Heureux l'homme de la nature
Qui, loin de l'homme faux, loin de l'homme de cœur,
Cultive un petit champ et peut, à son retour,
Manger en paix dans sa cabane obscure,
Le pain que, sous le poids du jour,
Son travail généreux a gagné sans murmure !
Il voit avec plaisir sa femme et ses enfants
Préparer, de leurs main diligentes et chères,
Le mets simple et les vêtements
Qui lui sont devenus à la fin nécessaires.
Qu'il est riche! qu'il est heureux
Celui qui vit dns l'indigence !
Au ciel adresse-t-il des vœux ?
Ils sont formés par l'espérance.
Joyeux, les voit-ils exaucés ?
Aussitôt la reconnaissance
Dit : Je vis, Dieu bon ! c'est assez
Qu'ai-je besoin de l'opulence?
Son cœur pur ne connaît jamais
Les craintes, le tourment d'un misérable avare.

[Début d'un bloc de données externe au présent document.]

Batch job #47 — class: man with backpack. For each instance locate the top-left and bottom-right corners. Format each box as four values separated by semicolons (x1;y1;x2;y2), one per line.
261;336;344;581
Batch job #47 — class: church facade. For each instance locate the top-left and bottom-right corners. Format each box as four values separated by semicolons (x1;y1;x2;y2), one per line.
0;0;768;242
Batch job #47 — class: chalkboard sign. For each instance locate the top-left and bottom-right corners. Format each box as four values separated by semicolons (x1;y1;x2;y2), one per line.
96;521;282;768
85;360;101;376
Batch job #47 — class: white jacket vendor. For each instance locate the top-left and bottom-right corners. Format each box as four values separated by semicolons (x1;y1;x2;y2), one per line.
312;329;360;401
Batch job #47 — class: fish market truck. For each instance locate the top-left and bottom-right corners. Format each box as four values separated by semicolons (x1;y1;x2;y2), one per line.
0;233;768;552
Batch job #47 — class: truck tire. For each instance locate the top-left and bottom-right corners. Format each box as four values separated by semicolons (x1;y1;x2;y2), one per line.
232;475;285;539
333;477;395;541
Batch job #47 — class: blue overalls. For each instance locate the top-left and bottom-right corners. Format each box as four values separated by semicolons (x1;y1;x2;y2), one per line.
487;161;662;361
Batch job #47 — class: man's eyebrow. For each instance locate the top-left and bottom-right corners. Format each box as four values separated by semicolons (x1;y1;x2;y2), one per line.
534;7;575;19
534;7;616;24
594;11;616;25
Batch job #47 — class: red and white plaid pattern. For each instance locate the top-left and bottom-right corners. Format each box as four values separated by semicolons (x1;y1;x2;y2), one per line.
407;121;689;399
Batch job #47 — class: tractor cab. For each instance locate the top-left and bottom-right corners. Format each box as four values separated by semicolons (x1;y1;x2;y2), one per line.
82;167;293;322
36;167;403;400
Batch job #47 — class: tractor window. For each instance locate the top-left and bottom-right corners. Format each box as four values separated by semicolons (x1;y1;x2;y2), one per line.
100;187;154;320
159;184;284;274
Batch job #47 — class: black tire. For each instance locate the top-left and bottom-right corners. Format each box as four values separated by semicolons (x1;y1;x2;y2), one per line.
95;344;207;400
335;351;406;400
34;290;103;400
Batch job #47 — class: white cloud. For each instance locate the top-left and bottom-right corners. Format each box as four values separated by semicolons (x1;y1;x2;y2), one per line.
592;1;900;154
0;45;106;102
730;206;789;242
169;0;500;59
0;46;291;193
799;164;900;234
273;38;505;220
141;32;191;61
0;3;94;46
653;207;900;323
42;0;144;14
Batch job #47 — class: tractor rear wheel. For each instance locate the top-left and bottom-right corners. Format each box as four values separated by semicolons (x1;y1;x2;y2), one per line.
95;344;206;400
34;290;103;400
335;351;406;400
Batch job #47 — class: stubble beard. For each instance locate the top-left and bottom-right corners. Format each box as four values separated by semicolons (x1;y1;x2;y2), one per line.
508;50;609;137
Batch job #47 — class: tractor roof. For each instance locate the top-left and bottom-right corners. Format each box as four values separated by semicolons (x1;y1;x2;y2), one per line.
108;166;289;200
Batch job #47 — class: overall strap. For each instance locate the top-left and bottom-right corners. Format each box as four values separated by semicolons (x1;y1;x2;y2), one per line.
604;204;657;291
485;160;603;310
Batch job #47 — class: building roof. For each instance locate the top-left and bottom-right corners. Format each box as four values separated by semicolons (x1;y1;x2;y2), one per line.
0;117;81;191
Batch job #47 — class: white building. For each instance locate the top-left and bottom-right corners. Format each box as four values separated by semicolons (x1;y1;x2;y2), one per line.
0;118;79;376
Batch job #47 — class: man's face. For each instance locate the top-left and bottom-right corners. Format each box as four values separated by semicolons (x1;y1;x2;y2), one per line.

Si d'un travail trop long le dangereux excès
Le fatigue, l'épuise, eh bien ! la nuit répare
Tous les maux que le jour a faits.
Il ne voit pas en songe une effrayante image,
Et du meurtre et du brigandage,
Il veille en sage, il dort en paix.
La brillante rosée inonde et couvre encore
Les fruits, la verdure et les fleurs.
Du sommeil quittants les douceurs,
Il se lève, il prévient l'aurore,
Et, saluant le jour qui vient blanchir les cieux,
Il reprend ses travaux et ses propos joyeux.
Il n'est point des remord a renaissante proie,
Ni le crime, ni la terreur
Ne troublent un moment son innocente joie.
Chaque idée est pour lui l'image du bohneur;
Il vit, sa famille est contente.
Qu'a-t-il à désirer? Rien. Pendant tout le cours
Du long jour de sa vie, il vit, travaille, et chante :
Lui seul peut être heureux, et lui seul l'est toujours.